Why this becomes a competitive advantage

You could treat this as yet another internal tooling project. Or you could frame it as a structural edge:

  • Faster diligence. PMs get clean NAV and cash flow histories in minutes, not days. Re-underwriting becomes "load the manager" instead of "rebuild the model."

  • Consistent numbers. IC discussions stop being "which spreadsheet did you use" and start being "what do we think this means", because everyone pulls from the same commit.

  • Cleaner story for LPs. You can literally show the lineage from LP report back to the underlying dataset hash and GP publication.

  • Platform for new products. NAV-based financing, secondaries platforms, and risk tools all need the same underlying: standardized data and strong identity. You only build that plumbing once.
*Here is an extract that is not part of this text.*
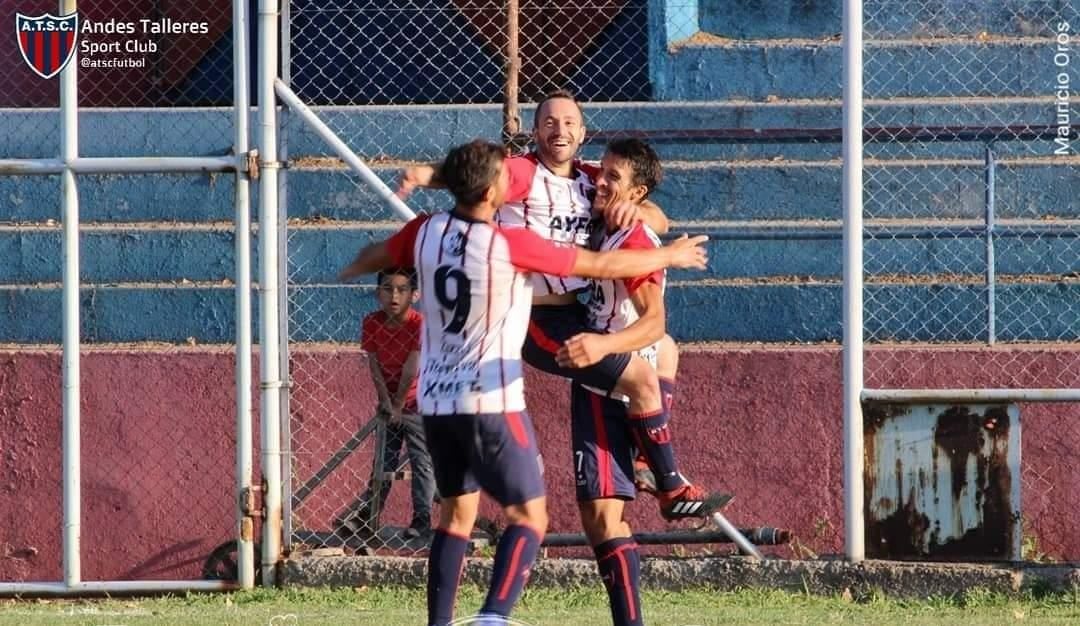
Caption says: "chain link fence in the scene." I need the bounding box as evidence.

There is a meta advantage too: the first allocator to offer "plug in once, get every GP's verified data" will look very attractive to time-poor, data-rich partners.


What this sketch deliberately leaves open

This post has ducked some thorny decisions:

  • Which audit log format to use, if any.
  • Whether passports stay as simple internal tokens or evolve over time.
  • How much of the system to build in house vs. buy or co-develop.

That is intentional. The important part at this stage is the shape:

  • Publish once to a Registry.
  • Control access via portable Passports.
  • Track everything in an append-only Log.

You can make quite a bit of progress with:

  • JSON Schemas,
  • a SQL database and S3,
  • a boring REST API,
  • and a simple append-only log.

Broader connections

This idea is not unique to private equity. It rhymes with other pieces of modern infrastructure:

  • Software registries (npm, crates.io, PyPI) with content hashes.
  • Content-addressed software registries (npm, crates.io, PyPI) that anchor who published what, when.
  • Identity providers and OIDC flows that separate "who are you" from "what are you allowed to do."

The twist here is applying those patterns to fund data, NAVs, capital accounts, and ESG metrics, which have historically lived inside PDFs and spreadsheets.

The NAV Registry and data passports sketch a future where:

  • GPs stop spending time on bespoke data pulls.
  • LPs stop spending time reconciling everyone else's spreadsheets.
  • The boring plumbing quietly becomes an edge: less friction, better lineage, more time on actual investment judgment.